1.1    Background of the study

Malaria is caused by an obligate, intercellular protozoan parasite of the genus Plasmodium. Of the four species that infect humans (Plasmodium falciparum, Plasmodium vivax, Plasmodium ovale, Plasmodium malariae), P. falciparum is responsible for high mortality (Pathirana et al.,

2005).

Malaria is a very important disease in Sub-Saharan Africa with high morbidity and mortality rates (WHO, 1994), which consequently leads to a dwindle in the productivity of a nation (WHO, 1994). The most common individuals at high risk of malaria infection in endemic areas are people of low immunity, for instance, foreigners, pregnant women, children and perhaps HIV/AIDS patients (Migot et al., 1996).

Malaria is endemic throughout Nigeria (WHO, 2005) and the country is one of Africa’s hardest- hit, accounting for between 30 and 40 percent of malaria deaths on the continent. This magnitude of occurrence in this part of the world correlates with poverty, ignorance and social deprivations in the community (WHO, 2009).

In Nigeria, statistics show that malaria accounts for 25% of under-five mortality, 30% of childhood mortality and 11% of maternal mortality (Murphy et al., 2001). It also aggravates anemia and malnutrition in children and pregnant women (Murphy et al., 2001). All Nigerians are at risk of

malaria and the problem is compounded by the increasing resistance of malaria to hitherto cost- effective antimalaria drugs. It takes heavy tolls on pregnant women, in form of pre-term birth, intrauterine foetal death, miscarriages, maternal hypoglycaemia, cerebral oedema and maternal death (WHO, 2007). Prevalence of direct or indirect maternal death traceable to malaria in Nigeria has been reported as 10% in Calabar, Enugu 8%, 7.8% in Lagos and 8.2% in Kano (Gajida et al., 2010).

It has also been evidenced that the human plasmodium parasite can continue to exist in stored and frozen blood (Talib and Khurana, 1995), which makes malaria transmission by blood transfusion even more dangerous and of greater concern.
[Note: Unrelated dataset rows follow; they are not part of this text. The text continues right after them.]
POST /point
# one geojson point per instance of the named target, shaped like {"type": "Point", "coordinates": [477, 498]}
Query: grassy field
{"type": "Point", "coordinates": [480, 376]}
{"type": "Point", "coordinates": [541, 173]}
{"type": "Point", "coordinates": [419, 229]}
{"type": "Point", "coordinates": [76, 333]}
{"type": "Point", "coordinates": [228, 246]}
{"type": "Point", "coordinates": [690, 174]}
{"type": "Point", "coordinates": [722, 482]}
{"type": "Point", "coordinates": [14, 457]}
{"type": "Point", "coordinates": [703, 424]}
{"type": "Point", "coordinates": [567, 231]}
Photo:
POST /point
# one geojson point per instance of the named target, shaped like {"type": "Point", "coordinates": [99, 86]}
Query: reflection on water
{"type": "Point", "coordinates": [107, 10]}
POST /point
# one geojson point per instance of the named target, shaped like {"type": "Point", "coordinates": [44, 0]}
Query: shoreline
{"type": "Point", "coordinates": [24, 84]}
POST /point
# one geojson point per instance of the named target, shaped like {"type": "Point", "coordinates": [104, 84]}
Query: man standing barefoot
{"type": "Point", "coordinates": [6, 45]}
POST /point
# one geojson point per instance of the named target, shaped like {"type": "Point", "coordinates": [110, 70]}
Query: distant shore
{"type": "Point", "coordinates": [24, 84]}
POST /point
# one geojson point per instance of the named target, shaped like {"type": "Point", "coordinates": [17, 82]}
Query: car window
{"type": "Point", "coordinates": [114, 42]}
The WHO reports that, there are about 300-500 million incidences of malaria causing 2-3 million deaths each year in the tropical and subtropical regions of the world. About 90% of these deaths occur in Sub-Saharan Africa (WHO, 2003). This could be as a result of P. falciparum which is the most dangerous of the four parasites being the main cause of infections in this region and also the main malaria transmitting vector (Anopheles gambiae) being spread widely and very difficult to control (WHO, 2003).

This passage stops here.